Beberapa tahun belakangan ini, salah satu topik yang paling sering bikin heboh dunia pendidikan kita adalah sistem zonasi sekolah. Aturan ini, yang intinya memprioritaskan calon siswa berdasarkan jarak rumah ke sekolah, digadang-gadang sebagai solusi pemerataan pendidikan. Tujuannya mulia: biar nggak ada lagi sekolah favorit yang cuma diisi anak-anak dari kalangan tertentu, dan biar semua sekolah punya kesempatan yang sama untuk maju. Tapi, di lapangan, kok ya sering banget muncul masalah dan kontroversi? Jadi, sebenarnya, sistem zonasi ini solusi atau justru menciptakan masalah baru?
Awalnya, gagasan di balik sistem zonasi itu memang sangat idealis. Di banyak daerah, sekolah-sekolah unggulan seringkali hanya bisa diakses oleh siswa-siswa yang punya nilai tinggi atau dari keluarga mampu yang bisa membayar les mahal. Akibatnya, sekolah lain jadi "terbuang" dan kualitasnya makin merosot. Ketimpangan ini bikin jurang pemisah antar siswa makin lebar. Dengan zonasi, pemerintah ingin menciptakan pemerataan pendidikan yang lebih adil. Setiap anak punya hak belajar di sekolah terdekatnya, tanpa harus bersaing nilai atau berebut kursi.

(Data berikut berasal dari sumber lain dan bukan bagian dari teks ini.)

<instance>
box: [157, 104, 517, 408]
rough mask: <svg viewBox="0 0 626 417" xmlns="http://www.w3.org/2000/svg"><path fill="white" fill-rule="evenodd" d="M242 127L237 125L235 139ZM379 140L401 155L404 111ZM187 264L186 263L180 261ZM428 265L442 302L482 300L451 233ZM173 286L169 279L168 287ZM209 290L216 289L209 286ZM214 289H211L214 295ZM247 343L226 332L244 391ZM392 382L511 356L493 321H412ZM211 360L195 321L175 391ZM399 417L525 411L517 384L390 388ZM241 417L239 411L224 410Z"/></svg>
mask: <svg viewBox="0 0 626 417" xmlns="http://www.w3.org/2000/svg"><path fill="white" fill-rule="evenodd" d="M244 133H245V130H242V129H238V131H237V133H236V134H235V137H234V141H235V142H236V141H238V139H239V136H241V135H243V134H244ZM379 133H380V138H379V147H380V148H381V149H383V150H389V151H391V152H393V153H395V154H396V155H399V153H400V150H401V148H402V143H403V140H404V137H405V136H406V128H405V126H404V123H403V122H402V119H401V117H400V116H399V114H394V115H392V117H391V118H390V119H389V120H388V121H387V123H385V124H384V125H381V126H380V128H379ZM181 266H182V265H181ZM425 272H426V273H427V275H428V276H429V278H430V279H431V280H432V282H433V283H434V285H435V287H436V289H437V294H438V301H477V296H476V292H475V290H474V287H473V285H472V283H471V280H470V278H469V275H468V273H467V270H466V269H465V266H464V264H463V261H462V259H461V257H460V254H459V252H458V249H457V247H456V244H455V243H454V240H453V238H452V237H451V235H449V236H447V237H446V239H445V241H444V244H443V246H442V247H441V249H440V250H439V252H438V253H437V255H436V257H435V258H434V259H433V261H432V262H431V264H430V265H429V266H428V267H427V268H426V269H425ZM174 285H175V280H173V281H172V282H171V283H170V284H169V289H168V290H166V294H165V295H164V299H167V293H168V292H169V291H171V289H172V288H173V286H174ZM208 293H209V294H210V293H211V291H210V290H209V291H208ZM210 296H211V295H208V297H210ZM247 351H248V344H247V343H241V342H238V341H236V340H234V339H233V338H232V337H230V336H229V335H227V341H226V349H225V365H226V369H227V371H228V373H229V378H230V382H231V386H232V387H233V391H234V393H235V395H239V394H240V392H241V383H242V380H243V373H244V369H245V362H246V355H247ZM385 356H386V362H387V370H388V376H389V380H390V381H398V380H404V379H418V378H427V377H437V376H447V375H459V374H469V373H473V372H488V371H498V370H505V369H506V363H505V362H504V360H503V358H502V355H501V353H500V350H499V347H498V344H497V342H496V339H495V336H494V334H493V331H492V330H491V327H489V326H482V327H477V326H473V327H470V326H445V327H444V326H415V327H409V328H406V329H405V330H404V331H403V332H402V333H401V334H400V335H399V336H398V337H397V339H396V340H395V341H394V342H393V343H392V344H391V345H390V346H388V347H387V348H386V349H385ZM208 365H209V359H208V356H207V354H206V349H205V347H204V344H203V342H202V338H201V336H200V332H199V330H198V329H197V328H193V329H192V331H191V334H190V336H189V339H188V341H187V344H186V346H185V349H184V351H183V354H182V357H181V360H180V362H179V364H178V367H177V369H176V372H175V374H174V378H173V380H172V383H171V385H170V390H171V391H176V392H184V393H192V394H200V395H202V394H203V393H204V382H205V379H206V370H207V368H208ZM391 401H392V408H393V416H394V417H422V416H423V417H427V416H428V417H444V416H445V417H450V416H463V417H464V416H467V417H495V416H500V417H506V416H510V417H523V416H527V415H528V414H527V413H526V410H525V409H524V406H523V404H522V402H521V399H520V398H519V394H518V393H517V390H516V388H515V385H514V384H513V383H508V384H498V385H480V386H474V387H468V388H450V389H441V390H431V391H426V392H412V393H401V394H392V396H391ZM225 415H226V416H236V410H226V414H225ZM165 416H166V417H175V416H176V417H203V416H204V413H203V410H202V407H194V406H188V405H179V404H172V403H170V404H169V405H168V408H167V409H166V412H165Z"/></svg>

Manfaat idealnya adalah: pertama, bisa mengurangi fenomena sekolah favorit dan non-favorit. Semua sekolah diharapkan punya siswa dengan latar belakang akademik yang beragam, sehingga tidak ada lagi stigma "sekolah buangan". Kedua, ini bisa mengurangi biaya dan waktu perjalanan siswa ke sekolah. Anak-anak jadi bisa jalan kaki atau naik sepeda, lebih dekat, lebih hemat, dan mengurangi kemacetan. Ketiga, ini mendorong orang tua untuk berpartisipasi aktif dalam memajukan sekolah di lingkungan terdekat mereka, karena toh anak-anak mereka akan bersekolah di sana.